Momenteel heeft de uitbuiting van de mens ten behoeve van de mens niets van zijn schande verloren, alleen is die heel subtiel en te indiscreet om opgemerkt te worden. Wie kapitalisme zegt, zegt slavernij. Een van de grootste paradoxen van het kapitalistische systeem is het verwijzen naar vrijheid, terwijl het ons in een staat van afhankelijkheid en onderwerping brengt…. ‘Ik zou nooit zonder mijn kop koffie in de ochtend kunnen’, kan iemand zeggen, waar een ander het wellicht over thee heeft. Maar let wel, het zijn producten die, relatief gezien, pas onlangs in onze samenleving een bestaan hebben gevonden: de tijd van hun overvloedige commercialisering in het begin van de zeventiende eeuw voor koffie en slechts een paar decennia geleden voor thee. En de voorbeelden vermenigvuldigen zich met dit soort verslaafden voor wie het niet beschikbaar zijn van bepaalde producten een wreed gebrek betekent.

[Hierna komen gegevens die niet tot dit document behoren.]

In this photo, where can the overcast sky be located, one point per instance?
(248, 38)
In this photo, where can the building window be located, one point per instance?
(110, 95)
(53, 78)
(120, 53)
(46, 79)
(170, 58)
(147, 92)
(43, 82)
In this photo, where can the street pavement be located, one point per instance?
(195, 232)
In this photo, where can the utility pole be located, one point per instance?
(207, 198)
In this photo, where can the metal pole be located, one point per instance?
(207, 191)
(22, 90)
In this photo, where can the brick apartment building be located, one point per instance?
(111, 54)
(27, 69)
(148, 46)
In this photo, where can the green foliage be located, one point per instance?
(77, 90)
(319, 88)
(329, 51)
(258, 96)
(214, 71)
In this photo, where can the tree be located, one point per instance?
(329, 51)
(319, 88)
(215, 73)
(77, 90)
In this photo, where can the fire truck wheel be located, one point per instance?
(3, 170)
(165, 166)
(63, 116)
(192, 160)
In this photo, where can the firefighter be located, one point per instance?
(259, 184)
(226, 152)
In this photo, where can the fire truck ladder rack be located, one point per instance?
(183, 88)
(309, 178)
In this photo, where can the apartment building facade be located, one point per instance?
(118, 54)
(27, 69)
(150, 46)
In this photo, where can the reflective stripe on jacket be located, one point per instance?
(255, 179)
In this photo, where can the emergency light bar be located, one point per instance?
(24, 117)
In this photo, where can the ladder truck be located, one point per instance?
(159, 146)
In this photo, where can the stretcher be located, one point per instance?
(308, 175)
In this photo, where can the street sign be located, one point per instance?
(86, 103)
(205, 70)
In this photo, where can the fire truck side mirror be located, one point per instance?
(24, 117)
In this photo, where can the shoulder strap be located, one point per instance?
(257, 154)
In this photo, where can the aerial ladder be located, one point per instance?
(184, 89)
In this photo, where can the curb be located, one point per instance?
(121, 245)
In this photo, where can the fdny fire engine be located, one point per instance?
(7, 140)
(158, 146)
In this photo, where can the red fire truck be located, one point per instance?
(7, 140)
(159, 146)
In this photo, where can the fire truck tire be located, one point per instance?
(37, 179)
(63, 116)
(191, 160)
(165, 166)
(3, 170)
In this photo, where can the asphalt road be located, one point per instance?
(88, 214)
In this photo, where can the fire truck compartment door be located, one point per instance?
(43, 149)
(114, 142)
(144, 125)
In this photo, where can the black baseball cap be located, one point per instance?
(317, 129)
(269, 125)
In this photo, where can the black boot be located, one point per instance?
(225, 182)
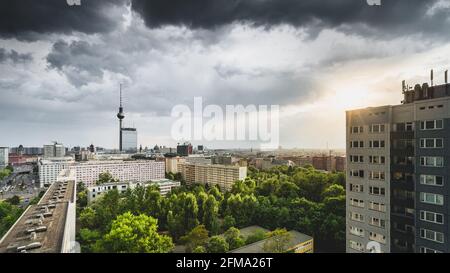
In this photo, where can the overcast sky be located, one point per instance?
(60, 66)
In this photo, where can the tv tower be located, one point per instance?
(120, 116)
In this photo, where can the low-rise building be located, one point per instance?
(172, 163)
(49, 226)
(165, 186)
(4, 157)
(298, 242)
(207, 174)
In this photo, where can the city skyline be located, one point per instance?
(60, 77)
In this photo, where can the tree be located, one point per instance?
(199, 249)
(8, 216)
(257, 236)
(228, 222)
(278, 241)
(136, 234)
(210, 214)
(233, 238)
(196, 237)
(88, 240)
(15, 200)
(217, 244)
(105, 178)
(88, 218)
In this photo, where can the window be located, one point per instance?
(432, 217)
(428, 250)
(376, 175)
(377, 222)
(376, 128)
(356, 188)
(431, 180)
(356, 245)
(431, 143)
(356, 158)
(377, 191)
(431, 198)
(432, 235)
(377, 159)
(432, 161)
(432, 124)
(377, 237)
(357, 202)
(356, 216)
(377, 206)
(356, 130)
(357, 231)
(376, 144)
(357, 173)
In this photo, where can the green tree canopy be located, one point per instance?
(136, 234)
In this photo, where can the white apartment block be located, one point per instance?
(88, 172)
(172, 164)
(4, 157)
(222, 175)
(50, 169)
(165, 186)
(126, 171)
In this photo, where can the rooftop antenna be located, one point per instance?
(432, 77)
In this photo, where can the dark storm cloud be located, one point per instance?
(391, 16)
(24, 19)
(14, 56)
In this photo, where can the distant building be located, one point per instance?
(184, 149)
(129, 140)
(49, 226)
(198, 159)
(165, 186)
(299, 243)
(300, 161)
(50, 168)
(4, 157)
(54, 150)
(17, 159)
(126, 171)
(329, 163)
(172, 163)
(222, 160)
(206, 174)
(26, 150)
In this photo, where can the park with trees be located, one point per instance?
(205, 219)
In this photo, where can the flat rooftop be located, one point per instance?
(41, 227)
(258, 247)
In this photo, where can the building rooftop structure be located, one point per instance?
(299, 243)
(49, 226)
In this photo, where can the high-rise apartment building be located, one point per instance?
(54, 150)
(125, 171)
(220, 175)
(398, 171)
(4, 157)
(88, 172)
(129, 140)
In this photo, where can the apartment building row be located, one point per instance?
(398, 165)
(88, 172)
(165, 186)
(223, 176)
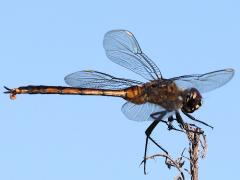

Het commerciële kapitalisme volgt een eenvoudige strategie: je wendt aan iets vervolgens wordt er een behoefte van gemaakt. Dit kan worden geïllustreerd aan de hand van frisdranken die bijna gratis werden gedistribueerd tot er vraag naar ontstond. Hetzelfde is aan de hand met sport, en in dit geval voetbal, dat op alle tv’s was te zien om meer verslaafden te krijgen voordat het op de meest lucratieve wijze, achter betaalmuren, kwam. De nieuwe slaven zijn zich niet eens bewust van hun staat van onderworpenheid, waarvan de kettingen met fluweel omwikkeld zijn en met een laagje moderniteit bedekt. [..]

Adil Goumma (vertaling Thom Holterman; overgenomen van de site L’Encre noir)

[Adil Goumma is docent Frans in Marokko; hij promoveerde in de Franse letteren op een proefschrift over christelijke missionarissen in het koloniale tijdperk: tussen theologische omzwervingen en kolonialisme.]